Community currency goes digital

A way of trading locally, community currency allows money to stay in the community rather than flow out of it. These types of currencies have proven successful in promoting local growth. To digitize the currency, and to allow participants’ business to flourish in an online environment, Honig’s team is building community currency using blockchain technology.

“The idea is to connect people across different communities to make financial support really easy through the blockchain,” says Honig. “We’re going to use what’s called a stablecoin — a digital currency that is pegged to a ‘stable’ reserve asset like the U.S. dollar, which results in a form of digital money that’s better suited for day-to-day commerce and making transfers.”

The community currency will allow individuals to invest small sums targeted to marginalized entrepreneurs. Honig says this builds on the idea that, in many cases, entrepreneurs want loans that preserve their dignity, avoiding handouts that downplay their entrepreneurship. It also promotes mentorship and community-to-community connections.

A portal to real networks

Honig’s community currency blockchain concept feeds into the second new element of the Reframery’s expansion: an online space to cultivate connections. He hopes to initiate an online portal that will provide an opportunity to network, mentor, exchange ideas, and generally build relationships between refugees and people all over the world.

The portal will facilitate interactions between investors, lenders, donors and entrepreneurs, fostering a growing network.

“The ability to connect from one side of the world to the other is a revolutionary opportunity, and I want to leverage that,” says Honig. “Let’s say you are a writer and you help someone in Kenya become a better writer and they’re able to advance their career, that is not costing you anything other than time.

“It could also be revolutionary in establishing a new kind of giving, where people all over the world see that mentoring and supporting and getting to know a human being is really as important as, or even more important than, sending financial resources.”

The Pilot and beyond

The virtual incubator with its community currency approach will be piloted in Kenya, followed by one in Poland designed for Ukrainian refugees. The aim is to encourage the growth of new business opportunities for refugees while also leading to more resilient communities.

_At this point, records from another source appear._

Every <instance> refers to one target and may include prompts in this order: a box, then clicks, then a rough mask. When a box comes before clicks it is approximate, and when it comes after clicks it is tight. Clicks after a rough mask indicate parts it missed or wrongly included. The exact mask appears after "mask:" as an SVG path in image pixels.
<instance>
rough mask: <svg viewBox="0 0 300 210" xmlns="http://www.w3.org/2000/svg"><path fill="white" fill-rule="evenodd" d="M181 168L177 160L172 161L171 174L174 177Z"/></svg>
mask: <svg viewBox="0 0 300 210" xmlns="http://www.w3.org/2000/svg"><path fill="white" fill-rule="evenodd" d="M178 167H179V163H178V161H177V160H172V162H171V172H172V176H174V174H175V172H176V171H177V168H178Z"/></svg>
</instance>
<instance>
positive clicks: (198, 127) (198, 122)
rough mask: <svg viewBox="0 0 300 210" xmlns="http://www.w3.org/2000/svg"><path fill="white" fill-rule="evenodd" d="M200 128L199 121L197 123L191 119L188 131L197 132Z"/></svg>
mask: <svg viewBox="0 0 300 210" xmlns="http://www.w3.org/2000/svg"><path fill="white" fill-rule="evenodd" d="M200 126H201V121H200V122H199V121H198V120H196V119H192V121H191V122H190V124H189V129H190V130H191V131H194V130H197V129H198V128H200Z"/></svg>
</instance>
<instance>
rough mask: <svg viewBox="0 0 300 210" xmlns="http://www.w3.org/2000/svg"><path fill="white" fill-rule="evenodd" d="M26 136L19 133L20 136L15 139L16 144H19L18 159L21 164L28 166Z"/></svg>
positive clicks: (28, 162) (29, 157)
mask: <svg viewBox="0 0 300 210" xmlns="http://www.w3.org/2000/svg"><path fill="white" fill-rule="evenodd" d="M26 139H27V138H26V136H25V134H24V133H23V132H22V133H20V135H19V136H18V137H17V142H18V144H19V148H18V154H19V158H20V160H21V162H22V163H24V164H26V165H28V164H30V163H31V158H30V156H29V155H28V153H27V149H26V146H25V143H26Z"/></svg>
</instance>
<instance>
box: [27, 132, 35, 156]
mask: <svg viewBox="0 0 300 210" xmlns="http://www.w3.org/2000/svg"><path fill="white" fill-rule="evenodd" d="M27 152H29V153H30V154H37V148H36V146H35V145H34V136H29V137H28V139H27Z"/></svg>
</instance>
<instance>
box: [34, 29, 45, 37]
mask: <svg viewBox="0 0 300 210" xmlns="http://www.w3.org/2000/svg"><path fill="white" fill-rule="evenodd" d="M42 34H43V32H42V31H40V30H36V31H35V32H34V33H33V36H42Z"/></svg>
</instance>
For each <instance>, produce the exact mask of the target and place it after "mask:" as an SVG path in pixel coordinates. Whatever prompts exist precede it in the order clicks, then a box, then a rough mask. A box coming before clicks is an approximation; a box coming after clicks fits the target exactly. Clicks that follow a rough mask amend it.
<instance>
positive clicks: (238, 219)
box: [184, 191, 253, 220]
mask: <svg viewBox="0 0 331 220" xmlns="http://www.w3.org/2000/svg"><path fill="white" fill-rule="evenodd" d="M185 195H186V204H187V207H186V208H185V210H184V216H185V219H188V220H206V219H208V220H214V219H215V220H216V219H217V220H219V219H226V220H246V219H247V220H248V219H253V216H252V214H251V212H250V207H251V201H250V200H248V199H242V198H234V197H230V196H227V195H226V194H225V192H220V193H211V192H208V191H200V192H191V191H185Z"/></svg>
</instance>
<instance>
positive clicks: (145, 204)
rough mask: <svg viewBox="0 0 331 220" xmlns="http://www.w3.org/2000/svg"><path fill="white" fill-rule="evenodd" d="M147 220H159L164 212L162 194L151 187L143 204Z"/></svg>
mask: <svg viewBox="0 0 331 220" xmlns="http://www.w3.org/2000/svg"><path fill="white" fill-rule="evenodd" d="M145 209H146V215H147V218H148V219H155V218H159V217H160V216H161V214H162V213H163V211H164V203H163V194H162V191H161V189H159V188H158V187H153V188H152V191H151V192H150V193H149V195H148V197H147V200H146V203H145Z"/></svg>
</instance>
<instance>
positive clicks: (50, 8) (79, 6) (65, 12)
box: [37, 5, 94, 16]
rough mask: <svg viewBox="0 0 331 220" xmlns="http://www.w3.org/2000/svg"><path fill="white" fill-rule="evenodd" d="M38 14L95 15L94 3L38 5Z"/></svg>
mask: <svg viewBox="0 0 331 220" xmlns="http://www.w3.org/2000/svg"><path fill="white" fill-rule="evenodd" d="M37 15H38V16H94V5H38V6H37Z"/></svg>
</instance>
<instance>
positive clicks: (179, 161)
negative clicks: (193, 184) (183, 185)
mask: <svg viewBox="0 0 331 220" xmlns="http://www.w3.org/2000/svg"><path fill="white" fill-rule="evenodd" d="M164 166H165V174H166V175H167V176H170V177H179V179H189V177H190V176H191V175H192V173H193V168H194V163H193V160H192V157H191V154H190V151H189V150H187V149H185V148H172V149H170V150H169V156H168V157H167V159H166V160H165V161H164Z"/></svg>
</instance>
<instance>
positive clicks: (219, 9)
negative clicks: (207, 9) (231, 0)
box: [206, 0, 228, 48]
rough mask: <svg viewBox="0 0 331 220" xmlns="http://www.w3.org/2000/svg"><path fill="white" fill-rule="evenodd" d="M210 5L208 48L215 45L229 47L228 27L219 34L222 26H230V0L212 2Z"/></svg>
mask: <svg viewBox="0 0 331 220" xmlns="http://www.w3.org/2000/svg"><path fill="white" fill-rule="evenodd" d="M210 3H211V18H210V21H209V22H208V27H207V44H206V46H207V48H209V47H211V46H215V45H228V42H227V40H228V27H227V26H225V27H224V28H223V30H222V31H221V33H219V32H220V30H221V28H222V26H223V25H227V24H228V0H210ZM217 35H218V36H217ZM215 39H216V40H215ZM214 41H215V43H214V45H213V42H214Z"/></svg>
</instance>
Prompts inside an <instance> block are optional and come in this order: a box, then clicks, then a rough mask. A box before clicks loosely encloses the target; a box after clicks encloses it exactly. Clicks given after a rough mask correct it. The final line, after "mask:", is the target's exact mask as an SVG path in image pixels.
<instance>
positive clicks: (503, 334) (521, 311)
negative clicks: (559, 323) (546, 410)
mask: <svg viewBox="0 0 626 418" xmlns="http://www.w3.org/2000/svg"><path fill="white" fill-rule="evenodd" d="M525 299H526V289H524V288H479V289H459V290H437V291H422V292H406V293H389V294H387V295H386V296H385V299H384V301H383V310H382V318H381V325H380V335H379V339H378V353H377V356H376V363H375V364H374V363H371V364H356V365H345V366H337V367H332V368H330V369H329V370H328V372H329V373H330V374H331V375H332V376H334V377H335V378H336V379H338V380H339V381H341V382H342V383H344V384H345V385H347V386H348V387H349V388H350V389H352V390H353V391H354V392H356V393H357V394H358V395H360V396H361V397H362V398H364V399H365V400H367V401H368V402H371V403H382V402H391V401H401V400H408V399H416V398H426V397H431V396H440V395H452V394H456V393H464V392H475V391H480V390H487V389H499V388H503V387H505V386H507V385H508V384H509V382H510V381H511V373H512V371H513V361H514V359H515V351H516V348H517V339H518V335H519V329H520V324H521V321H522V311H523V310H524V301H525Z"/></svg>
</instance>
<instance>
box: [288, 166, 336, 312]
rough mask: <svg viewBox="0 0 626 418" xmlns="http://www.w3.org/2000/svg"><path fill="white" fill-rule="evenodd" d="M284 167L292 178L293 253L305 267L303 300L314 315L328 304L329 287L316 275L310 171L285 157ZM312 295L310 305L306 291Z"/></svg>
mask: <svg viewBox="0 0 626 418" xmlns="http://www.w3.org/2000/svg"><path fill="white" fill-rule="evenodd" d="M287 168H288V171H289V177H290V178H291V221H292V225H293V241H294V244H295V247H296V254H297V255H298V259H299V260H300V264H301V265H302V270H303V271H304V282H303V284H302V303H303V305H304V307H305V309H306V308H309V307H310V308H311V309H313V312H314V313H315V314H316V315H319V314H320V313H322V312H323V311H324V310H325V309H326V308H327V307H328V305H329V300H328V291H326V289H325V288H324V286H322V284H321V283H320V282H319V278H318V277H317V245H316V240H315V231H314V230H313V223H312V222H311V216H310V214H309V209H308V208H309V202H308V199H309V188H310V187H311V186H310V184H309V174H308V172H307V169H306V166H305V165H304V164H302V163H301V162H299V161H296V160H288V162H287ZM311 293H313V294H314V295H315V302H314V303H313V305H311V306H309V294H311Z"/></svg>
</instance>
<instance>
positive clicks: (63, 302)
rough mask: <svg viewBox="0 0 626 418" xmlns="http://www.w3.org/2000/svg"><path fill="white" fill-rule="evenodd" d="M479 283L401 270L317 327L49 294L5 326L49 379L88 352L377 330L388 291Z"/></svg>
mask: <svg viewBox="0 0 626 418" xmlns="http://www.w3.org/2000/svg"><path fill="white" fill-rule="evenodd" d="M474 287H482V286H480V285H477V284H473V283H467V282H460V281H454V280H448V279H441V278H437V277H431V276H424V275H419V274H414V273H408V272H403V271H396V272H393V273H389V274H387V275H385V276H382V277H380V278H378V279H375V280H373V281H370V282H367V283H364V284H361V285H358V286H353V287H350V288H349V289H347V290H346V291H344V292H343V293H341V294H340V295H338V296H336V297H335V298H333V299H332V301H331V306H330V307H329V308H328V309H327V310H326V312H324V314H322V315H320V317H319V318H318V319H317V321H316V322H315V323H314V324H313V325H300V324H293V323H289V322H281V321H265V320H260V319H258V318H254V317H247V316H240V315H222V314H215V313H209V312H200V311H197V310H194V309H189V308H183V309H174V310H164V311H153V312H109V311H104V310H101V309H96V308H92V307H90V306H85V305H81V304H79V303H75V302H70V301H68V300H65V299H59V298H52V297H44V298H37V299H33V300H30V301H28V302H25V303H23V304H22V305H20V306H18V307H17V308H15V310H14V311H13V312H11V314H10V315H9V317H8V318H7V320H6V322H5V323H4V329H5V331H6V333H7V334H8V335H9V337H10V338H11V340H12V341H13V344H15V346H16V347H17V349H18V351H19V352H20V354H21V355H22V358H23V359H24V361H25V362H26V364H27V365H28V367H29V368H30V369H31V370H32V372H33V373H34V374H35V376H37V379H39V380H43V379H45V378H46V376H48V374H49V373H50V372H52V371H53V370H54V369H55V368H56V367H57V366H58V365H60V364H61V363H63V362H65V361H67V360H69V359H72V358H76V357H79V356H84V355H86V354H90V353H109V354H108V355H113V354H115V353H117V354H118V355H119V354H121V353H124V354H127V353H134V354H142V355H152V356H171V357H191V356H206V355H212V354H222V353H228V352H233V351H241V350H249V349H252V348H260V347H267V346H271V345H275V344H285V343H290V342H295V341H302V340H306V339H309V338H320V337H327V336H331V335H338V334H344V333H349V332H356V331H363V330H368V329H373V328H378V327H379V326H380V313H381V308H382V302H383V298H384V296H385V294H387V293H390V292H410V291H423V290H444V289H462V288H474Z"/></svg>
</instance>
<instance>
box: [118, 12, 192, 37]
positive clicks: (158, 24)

Refugee entrepreneurs will be provided with smartphones and internet to access training, funding and the online portal. Honig is already looking at the potential of helping Non-Governmental Organizations (NGOs) replicate the model by obtaining funding to teach them to set up their own virtual Reframery-like incubators. He also hopes to start a research centre  focusing on community-oriented entrepreneurship at McMaster through which students from all faculties will be able to contribute to these types of projects.

“I’m a big fan of experiential learning, so I want to see students involved,” he says. “It gives them something they can actually put on their CV and they create human-to-human connections.

“The positive feelings that two people get when they work with each other and help each other can’t be measured in dollars and cents.”